In any accident, the potential damage to your person or vehicle can bring pain, questions, and create questions regarding the correct process and procedures to protect the rights of you and your loved ones. In truck accidents, the larger vehicle size creates the potential for greater damage and injury, as a truck accident lawyer Atlanta GA relies on can explain. The increased repercussions of truck on personal automobile accidents can be exponential in their impact. Also, laws and regulations specific to commercial vehicles can further complicate the situation. Here we break down the facts you need to know, specific to commercial trucks, to protect your rights in the event of an accident.

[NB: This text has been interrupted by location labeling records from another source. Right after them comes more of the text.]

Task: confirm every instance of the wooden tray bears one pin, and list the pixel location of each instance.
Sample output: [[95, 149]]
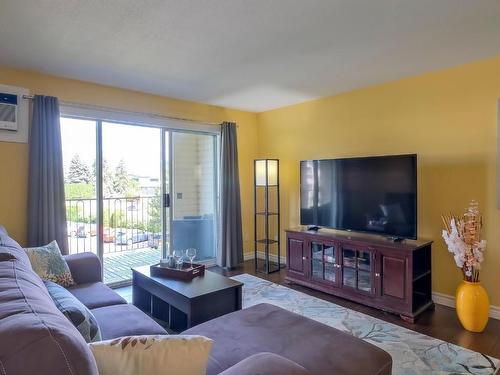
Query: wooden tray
[[185, 273]]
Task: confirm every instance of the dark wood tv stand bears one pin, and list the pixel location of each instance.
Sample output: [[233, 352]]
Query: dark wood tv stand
[[391, 276]]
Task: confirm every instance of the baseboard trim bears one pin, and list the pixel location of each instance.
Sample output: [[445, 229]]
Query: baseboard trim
[[447, 300], [439, 298], [262, 255]]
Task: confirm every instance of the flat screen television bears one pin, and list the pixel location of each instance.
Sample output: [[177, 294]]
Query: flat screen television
[[365, 194]]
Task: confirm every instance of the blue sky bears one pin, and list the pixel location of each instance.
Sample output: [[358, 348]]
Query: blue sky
[[139, 146]]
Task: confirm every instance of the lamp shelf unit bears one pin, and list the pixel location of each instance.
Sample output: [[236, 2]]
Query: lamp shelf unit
[[266, 187]]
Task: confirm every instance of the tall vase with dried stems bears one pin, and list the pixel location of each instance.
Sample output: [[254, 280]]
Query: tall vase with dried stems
[[462, 236]]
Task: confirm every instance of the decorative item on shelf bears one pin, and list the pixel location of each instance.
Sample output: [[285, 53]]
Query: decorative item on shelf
[[462, 236], [266, 184]]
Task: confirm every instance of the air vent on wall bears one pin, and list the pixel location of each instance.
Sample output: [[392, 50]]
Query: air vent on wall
[[8, 111]]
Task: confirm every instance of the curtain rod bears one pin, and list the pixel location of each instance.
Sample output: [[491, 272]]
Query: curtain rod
[[30, 97]]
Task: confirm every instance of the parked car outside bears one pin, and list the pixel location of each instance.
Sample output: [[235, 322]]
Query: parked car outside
[[82, 232], [108, 237], [124, 239]]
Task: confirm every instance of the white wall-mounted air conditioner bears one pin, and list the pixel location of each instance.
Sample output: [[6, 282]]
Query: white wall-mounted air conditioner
[[14, 114], [8, 111]]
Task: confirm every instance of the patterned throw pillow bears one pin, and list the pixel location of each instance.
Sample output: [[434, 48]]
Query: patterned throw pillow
[[81, 317], [152, 355], [49, 264]]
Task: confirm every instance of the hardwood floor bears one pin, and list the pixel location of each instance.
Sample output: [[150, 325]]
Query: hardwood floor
[[441, 323]]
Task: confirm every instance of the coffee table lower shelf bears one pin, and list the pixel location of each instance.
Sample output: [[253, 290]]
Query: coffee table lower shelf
[[184, 304]]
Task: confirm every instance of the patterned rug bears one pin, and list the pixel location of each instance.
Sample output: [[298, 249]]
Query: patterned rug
[[412, 352]]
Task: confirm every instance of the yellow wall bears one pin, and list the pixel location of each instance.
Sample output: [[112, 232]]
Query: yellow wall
[[449, 118], [14, 156]]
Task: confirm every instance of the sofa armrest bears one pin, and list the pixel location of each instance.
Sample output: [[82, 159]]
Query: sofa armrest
[[84, 267], [266, 364]]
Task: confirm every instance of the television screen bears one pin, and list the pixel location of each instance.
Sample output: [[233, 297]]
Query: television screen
[[369, 194]]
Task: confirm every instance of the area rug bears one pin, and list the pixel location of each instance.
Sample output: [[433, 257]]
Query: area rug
[[412, 352]]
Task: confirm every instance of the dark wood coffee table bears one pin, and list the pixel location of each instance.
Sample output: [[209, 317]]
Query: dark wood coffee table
[[184, 304]]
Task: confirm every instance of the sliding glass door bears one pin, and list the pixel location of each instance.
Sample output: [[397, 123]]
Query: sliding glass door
[[132, 212], [136, 193], [193, 189]]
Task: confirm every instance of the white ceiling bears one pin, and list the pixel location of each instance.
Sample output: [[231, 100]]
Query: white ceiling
[[247, 54]]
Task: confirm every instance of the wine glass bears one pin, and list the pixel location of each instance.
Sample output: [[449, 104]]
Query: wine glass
[[177, 254], [191, 254]]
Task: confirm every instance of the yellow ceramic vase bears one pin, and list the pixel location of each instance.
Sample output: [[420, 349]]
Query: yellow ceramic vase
[[473, 306]]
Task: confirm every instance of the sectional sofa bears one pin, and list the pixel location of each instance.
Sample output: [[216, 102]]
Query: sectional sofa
[[35, 338]]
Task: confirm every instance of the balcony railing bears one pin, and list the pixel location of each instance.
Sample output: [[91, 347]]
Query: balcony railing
[[129, 223]]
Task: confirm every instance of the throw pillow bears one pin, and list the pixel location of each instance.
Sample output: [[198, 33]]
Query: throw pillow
[[152, 355], [77, 313], [48, 263]]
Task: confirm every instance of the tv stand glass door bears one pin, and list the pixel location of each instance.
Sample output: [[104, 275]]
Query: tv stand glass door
[[324, 262]]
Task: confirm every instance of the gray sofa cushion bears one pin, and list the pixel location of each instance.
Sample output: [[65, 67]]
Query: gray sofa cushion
[[266, 364], [318, 348], [36, 338], [79, 315], [125, 320], [11, 249], [94, 295]]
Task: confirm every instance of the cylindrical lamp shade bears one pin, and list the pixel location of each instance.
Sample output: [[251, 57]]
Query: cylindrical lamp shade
[[272, 172]]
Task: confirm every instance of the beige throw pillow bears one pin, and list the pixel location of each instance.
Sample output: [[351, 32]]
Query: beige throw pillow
[[152, 355], [48, 263]]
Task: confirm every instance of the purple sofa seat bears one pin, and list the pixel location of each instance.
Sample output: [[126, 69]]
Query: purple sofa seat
[[96, 294], [266, 364], [125, 320], [318, 348], [35, 337]]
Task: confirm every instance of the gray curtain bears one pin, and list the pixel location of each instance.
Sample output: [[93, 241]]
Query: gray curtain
[[230, 252], [46, 202]]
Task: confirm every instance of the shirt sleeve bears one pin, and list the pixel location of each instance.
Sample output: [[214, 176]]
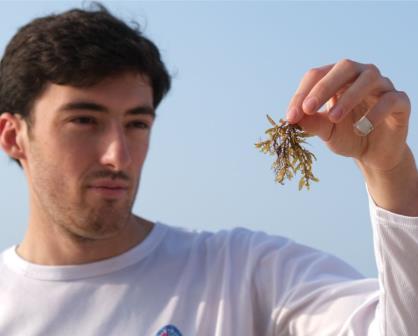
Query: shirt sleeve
[[396, 250], [310, 292]]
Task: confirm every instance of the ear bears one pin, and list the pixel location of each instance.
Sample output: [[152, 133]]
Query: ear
[[11, 135]]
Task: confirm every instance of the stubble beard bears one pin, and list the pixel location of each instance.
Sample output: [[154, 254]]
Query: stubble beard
[[79, 217]]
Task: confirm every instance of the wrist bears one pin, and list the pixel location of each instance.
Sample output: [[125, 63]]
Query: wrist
[[396, 189]]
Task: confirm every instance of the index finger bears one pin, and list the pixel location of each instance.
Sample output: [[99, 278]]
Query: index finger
[[311, 77], [319, 85]]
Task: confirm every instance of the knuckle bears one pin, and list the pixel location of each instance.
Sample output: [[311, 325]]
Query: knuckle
[[322, 90], [297, 99], [388, 83], [346, 63], [405, 99], [373, 68], [372, 73], [314, 73]]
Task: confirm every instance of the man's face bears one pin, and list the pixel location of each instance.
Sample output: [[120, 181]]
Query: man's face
[[85, 153]]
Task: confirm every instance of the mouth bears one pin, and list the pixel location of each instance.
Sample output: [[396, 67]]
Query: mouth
[[109, 189]]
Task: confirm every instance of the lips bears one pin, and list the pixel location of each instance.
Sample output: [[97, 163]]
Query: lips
[[109, 188]]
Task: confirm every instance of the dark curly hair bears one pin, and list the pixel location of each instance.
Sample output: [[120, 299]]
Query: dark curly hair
[[78, 48]]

Federal Regulations and Liability
Unlike regular automobile drivers, drivers of commercial vehicles and large trucks are subject to state and federal regulations that govern how they operate their vehicle. These federal laws, called the “Federal Carrier Motor Safety Regulations”, include laws and limitations on hours of operation, appropriate rest breaks, maintaining vehicle inspection and maintenance logs, and properly weighing and documenting trailer contents. Certain roads and highways may have limitations on size, and weight of commercial vehicles and others may prohibit commercial vehicle traffic overall.
If you are involved in an accident with a commercial truck that is subject to these regulations, determining whether they were in compliance can be an important factor in determining liability. If the driver or individual vehicle was operating in violation of one or more laws, the driver could be found guilty of negligence and be placed at fault in the accident regardless of whether their actions in driving caused the accident. This principle is known as negligence per se and is a sophisticated legal argument that could have a major impact on your case.
Who is Liable?
Another issue specific to truck accidents is determining who is liable in the event of a crash. Commercial vehicle drivers are often employed by a trucking, shipping or other company. Depending on the laws of your state, the employer may be liable for damages in place of or in addition to the individual driver. If improper vehicle maintenance was the cause of the accident, the employer might also be found at fault.
If the driver was operating under the influence of drugs or alcohol or was otherwise incapacitated, the employer will be responsible for the harm they cause if they knew or should have known, based on the facts, that the driver was operating in this manner. Similarly, if the company did not properly train the driver to operate the vehicle, they may also be the responsible party. Finally, vicarious liability laws in certain states may make an employer liable for the actions of their employee, even if the employer was not guilty of wrongdoing. These “vicarious liability” laws require making a specific legal claim and can be complicated to prove.
Speaking of proof, the most important aspect of any legal action is proof of damages. Before leaving the scene of an accident with a commercial vehicle you should thoroughly document the damage done to both the truck and your automobile. Call 911. If you suffered a personal injury, you should immediately seek medical attention.
Knowing the correct steps to take in the event of an accident with a truck is vital to protect your rights and recover for your damages. You should seek legal counsel to answer any questions you may have and not be intimidated by the size or status of any commercial vehicle. Legal representation can help put all parties on an even playing field and can help make you whole in the event of a truck accident.
Thanks to our friends and contributors from Butler Tobin for their insight into truck accident cases.